Maintenant seulement, des milieux ouvriers de plus en plus importants commencent à apprécier la vaillance de l’avant-garde communiste qui engagea la lutte, pour la défense des intérêts prolétariens, à une époque où les grandes masses demeuraient encore indifférentes, voire hostiles, au communisme.

Les ouvriers comprennent de plus en plus que les communistes ont réellement défendu, souvent au prix des plus grands sacrifices et dans les circonstances les plus pénibles, les intérêts économiques et politiques des travailleurs.

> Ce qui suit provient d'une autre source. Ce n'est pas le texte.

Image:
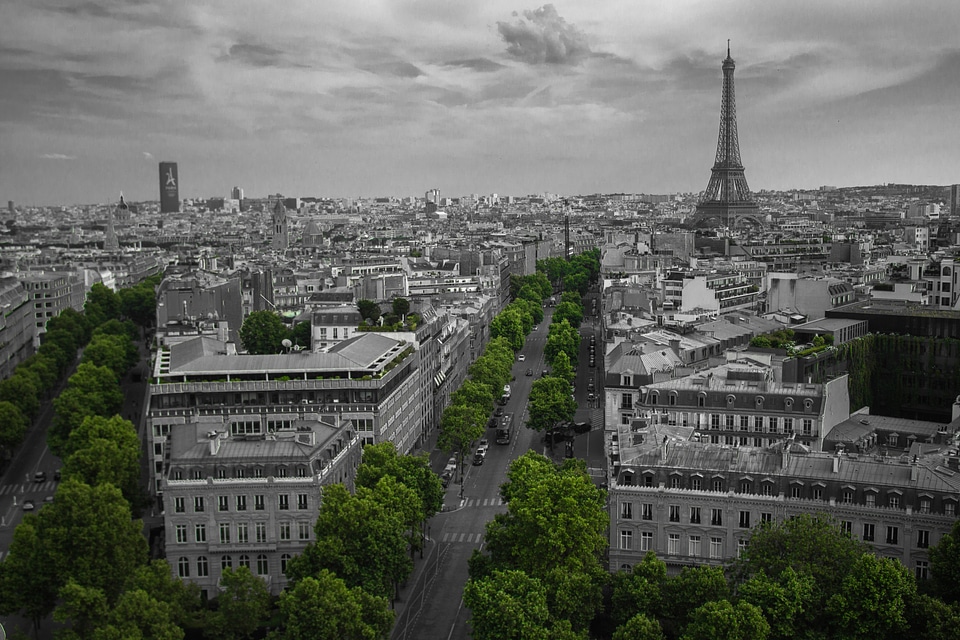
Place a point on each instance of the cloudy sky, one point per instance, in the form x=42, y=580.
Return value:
x=393, y=97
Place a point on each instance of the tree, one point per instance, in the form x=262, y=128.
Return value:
x=401, y=306
x=692, y=588
x=550, y=403
x=508, y=324
x=369, y=310
x=639, y=627
x=872, y=599
x=720, y=620
x=263, y=333
x=242, y=605
x=945, y=566
x=786, y=602
x=324, y=608
x=507, y=605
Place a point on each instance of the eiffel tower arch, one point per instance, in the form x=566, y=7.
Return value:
x=727, y=200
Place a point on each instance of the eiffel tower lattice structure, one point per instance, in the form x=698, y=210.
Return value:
x=727, y=201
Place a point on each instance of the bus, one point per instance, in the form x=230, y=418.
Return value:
x=505, y=429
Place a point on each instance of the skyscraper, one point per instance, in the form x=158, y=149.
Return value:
x=169, y=188
x=727, y=199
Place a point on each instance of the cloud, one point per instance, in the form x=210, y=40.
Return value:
x=546, y=39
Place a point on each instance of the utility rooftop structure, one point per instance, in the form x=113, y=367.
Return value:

De nouveau, le respect et la confiance vont à l’avant-garde intransigeante que constituent les communistes ; reconnaissant enfin la vanité des espérances réformistes, les travailleurs les plus arriérés se convainquent qu’il n’est, contre la spoliation capitaliste, de salut que dans la lutte.

4.

Les Partis Communistes peuvent et doivent recueillir maintenant le fruit des luttes qu’ils ont naguère soutenues dans les circonstances les plus défavorables au milieu de l’indifférence des masses. Mais, portés par une confiance croissante vers les éléments les plus irréductibles, les plus combatifs de leur classe – vers les communistes – les travailleurs témoignent plus que jamais d’un irrésistible désir d’unité. Eveillées désormais à une vie plus active, les couches les moins expérimentées de la classe ouvrière rêvent de la fusion de tous les partis ouvriers, sinon de toutes les organisations prolétariennes.

Elles espèrent accroître ainsi leur capacité de résistance à la poussée capitaliste. Des ouvriers qui, jusqu’à présent, s’étaient à peu près désintéressés des luttes politiques, veulent vérifier désormais, par leur expérience personnelle, la valeur du programme politique du réformisme. Les ouvriers qui adhèrent aux vieux partis social-démocrates et qui constituent une fraction importante du prolétariat n’admettent plus les campagnes des calomnies des social-démocrates et des centristes contre l’avant-garde communiste ; bien plus, ils commencent à réclamer une entente avec cette dernière. Cependant ils ne sont pas encore complètement émancipés des croyances réformistes, et nombreux sont ceux qui accordent leur appui aux Internationales Socialistes et à celle d’Amsterdam.

Sans doute leurs aspirations ne sont-elles pas toujours nettement formulées, mais il est certain qu’elles tendent impérieusement à la création d’un front prolétarien unique, à la formation, par les partis de la II° Internationale et les syndicats d’Amsterdam alliés aux communistes, d’un bloc puissant contre lequel viendrait se briser l’offensive patronale.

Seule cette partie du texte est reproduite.